I don’t know if “the one” exists. I don’t know if “many ones” exist. I don’t know if true love exists. But after a while (or even as soon as I kiss someone), I’ll get a feeling that he isn’t the one. That doesn’t mean he’s a waste of time–it just means that I know it’s not going to last all that long, and that’s okay.
I hate feeling sheepish when I tell guys I don’t do NSA or FWB. I think it’s a decidedly uncool thing to be upfront about, so I kind of use it as a way to try to drive away the real assholes.** It’s not a lie…I mean, they don’t suit me. I don’t want to sleep with someone unless I find them attractive, smart, and clever, and I have to enjoy talking to him. Just “attractive” isn’t even close to making me want a guy. So I already have to be drawn to him as a person, to want to spend time with him. Let’s say we sleep together.

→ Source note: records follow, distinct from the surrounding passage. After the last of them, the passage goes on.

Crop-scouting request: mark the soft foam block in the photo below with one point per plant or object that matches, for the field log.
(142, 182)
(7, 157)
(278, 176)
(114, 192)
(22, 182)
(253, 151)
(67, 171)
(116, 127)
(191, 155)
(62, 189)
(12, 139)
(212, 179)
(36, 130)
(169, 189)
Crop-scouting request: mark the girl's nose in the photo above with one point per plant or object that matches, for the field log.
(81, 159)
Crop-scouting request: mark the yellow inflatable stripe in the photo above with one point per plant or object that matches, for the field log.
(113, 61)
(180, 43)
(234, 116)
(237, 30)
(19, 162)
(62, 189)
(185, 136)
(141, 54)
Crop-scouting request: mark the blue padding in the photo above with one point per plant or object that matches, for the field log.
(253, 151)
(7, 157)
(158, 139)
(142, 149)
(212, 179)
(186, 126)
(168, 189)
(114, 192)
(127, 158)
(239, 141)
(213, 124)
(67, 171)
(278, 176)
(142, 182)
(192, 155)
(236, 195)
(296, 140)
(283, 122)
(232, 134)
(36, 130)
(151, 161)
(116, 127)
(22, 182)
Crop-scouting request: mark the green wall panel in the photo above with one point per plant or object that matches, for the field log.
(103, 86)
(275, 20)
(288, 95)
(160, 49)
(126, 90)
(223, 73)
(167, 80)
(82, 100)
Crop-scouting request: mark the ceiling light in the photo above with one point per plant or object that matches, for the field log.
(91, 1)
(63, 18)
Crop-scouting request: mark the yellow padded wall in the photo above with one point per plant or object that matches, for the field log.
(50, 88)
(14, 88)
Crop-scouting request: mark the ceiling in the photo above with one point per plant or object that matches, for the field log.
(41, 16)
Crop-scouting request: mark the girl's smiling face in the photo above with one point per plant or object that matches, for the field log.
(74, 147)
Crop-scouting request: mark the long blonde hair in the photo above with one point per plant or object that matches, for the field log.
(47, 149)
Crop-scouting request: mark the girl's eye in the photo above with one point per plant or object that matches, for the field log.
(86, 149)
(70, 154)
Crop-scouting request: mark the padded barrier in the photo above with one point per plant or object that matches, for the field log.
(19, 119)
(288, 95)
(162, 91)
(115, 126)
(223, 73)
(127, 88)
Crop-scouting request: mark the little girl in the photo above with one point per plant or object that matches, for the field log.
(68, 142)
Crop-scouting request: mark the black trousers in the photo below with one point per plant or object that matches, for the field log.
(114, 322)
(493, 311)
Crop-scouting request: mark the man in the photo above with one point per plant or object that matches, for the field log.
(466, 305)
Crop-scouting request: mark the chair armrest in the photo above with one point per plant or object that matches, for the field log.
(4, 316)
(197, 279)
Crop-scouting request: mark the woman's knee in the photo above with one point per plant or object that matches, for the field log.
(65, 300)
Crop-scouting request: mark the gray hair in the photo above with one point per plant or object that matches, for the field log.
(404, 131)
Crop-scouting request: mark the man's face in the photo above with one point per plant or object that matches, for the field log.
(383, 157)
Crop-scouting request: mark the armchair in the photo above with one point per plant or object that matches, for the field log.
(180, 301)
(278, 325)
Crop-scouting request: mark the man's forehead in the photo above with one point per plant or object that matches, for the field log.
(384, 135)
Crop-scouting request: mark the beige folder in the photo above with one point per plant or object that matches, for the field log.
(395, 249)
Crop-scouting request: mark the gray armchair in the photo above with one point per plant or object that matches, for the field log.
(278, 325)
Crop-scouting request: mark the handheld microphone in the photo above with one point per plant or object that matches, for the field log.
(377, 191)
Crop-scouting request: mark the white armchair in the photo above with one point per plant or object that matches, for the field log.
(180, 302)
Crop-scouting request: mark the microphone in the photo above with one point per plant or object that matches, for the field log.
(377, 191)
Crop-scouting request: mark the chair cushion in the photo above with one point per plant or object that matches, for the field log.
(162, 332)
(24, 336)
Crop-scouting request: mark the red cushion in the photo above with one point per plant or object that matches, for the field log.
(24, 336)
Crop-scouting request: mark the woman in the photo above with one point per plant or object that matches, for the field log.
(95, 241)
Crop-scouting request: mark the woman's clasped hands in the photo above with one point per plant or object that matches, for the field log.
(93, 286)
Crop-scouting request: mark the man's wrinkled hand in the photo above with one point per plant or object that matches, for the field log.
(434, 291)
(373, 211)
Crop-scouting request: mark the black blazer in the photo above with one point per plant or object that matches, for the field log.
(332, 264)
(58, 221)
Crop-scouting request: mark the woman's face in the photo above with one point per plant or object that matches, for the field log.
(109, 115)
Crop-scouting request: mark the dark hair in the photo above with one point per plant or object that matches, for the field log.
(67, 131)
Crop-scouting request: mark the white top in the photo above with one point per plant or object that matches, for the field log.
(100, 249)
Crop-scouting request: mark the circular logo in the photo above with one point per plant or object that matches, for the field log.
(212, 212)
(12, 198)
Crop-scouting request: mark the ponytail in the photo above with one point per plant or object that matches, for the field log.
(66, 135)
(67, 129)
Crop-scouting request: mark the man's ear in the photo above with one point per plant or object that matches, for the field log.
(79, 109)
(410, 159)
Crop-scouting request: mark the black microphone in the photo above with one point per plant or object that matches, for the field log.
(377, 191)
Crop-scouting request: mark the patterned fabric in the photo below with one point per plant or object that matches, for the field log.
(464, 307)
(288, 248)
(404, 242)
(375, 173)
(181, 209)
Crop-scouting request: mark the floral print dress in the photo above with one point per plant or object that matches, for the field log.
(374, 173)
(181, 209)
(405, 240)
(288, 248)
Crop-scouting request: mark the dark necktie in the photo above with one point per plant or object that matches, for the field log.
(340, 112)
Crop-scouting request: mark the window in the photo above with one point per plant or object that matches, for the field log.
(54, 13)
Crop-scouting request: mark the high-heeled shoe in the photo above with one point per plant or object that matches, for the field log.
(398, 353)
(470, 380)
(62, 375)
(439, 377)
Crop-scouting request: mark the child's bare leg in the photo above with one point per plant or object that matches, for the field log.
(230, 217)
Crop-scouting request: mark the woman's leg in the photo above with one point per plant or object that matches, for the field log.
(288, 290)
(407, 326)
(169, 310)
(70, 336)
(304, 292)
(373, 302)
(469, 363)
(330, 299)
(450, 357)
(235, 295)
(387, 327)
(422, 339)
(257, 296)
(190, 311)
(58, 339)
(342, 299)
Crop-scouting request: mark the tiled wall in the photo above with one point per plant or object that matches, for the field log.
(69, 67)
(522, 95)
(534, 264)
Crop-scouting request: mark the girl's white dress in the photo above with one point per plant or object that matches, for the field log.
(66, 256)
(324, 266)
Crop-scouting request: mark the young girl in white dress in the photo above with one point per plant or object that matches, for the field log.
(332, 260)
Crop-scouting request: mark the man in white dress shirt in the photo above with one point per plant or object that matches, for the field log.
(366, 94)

If it’s no good, it was kind of a waste of time. If it’s good, I’ll want more…and I already like spending time with the guy. The more time I spend with him, the more I attach. That’s not unnatural. I blame the oxytocin, but I shouldn’t have to blame anything; it makes perfect sense.
FWB is bullshit. That’s not friends. I actually think there’s a connection there to sexism, but I may be too lazy today to articulate it. Something about reinforcing the idea that everything exists for heterosexual male pleasure. I did this once before with someone I had dated (and been dumped by), and it honestly did work nicely for a while. I think it’s because there already was a trust there, and I had a full grip on the fact that he wasn’t the one. But when it did fall apart (after he slept with one of my best friends), it did hurt.
It’s normal to bond with someone from sex. It’s normal to prefer that they spend time having sex with you over having sex with someone else.
But I feel like that puts a red flag on me to say that. I think you’re supposed to be more mysterious about it, let them think that you might be okay with it.
Maybe I should be grateful that I have a way to significantly narrow the dating pool, because I don’t have all that much free time. I just sort of live in fear of blowing off someone who should be in my life, even for a few months or whatever. Or, even worse, if soul mates exist, I’d hate to rule that guy out.
There’s definitely less of a stigma for men who cast that net far and wide.
I have a lot of young guys that seem to show interest in me, and I don’t get it. Part of me suspects that there are myths going around about older women (in bed) that creates that interest. But I pretty much assume that anyone in his 20s (possibly early 30s) is looking for NSA/FWB, so I rule them out. Maybe that’s a myth; I have no way of testing out this suspicion other than to go out with a bunch of them.
I think people make too big a deal out of “relationships.” I guess if you’ve never been married, being with just one person seems like a big commitment.
For me, monogamy isn’t such a big deal. Maybe it’s because I and my cohorts are desperate for neither marriage nor children, because we’ve probably already done both. Having a boyfriend really isn’t that big a deal. It just means you’re not sleeping with anyone else until a phone call or a talk. That’s it. I mean, there are very unpleasant emotions involved for a while. Still: compared to a divorce, that’s not that much of a commitment.
But I’m still not supposed to acknowledge that, yes, a boyfriend would be great because monogamy suits me. I assumed when I started dating that the label “desperate” would never apply to me because I’m not looking for a husband or kids. I figured that as long as I’m not trying to ask for monogamy after just a few dates, that’s a reasonable eventual goal. I’m not sure I’m right, but I also don’t think I’m devious enough to read up on advice on how to trick a guy into a relationship. So here I sit, snuggling my cat, and wondering why hot sex AND monogamy within the same relationship are too much to ask.
** Found out this week that for some men, telling them you’re not easy is like throwing chum to a shark. They’ll try twice as hard. If I were actually easy and just out for sex, that would TOTALLY be my M.O., but I’m not, so it’s a lesson learned.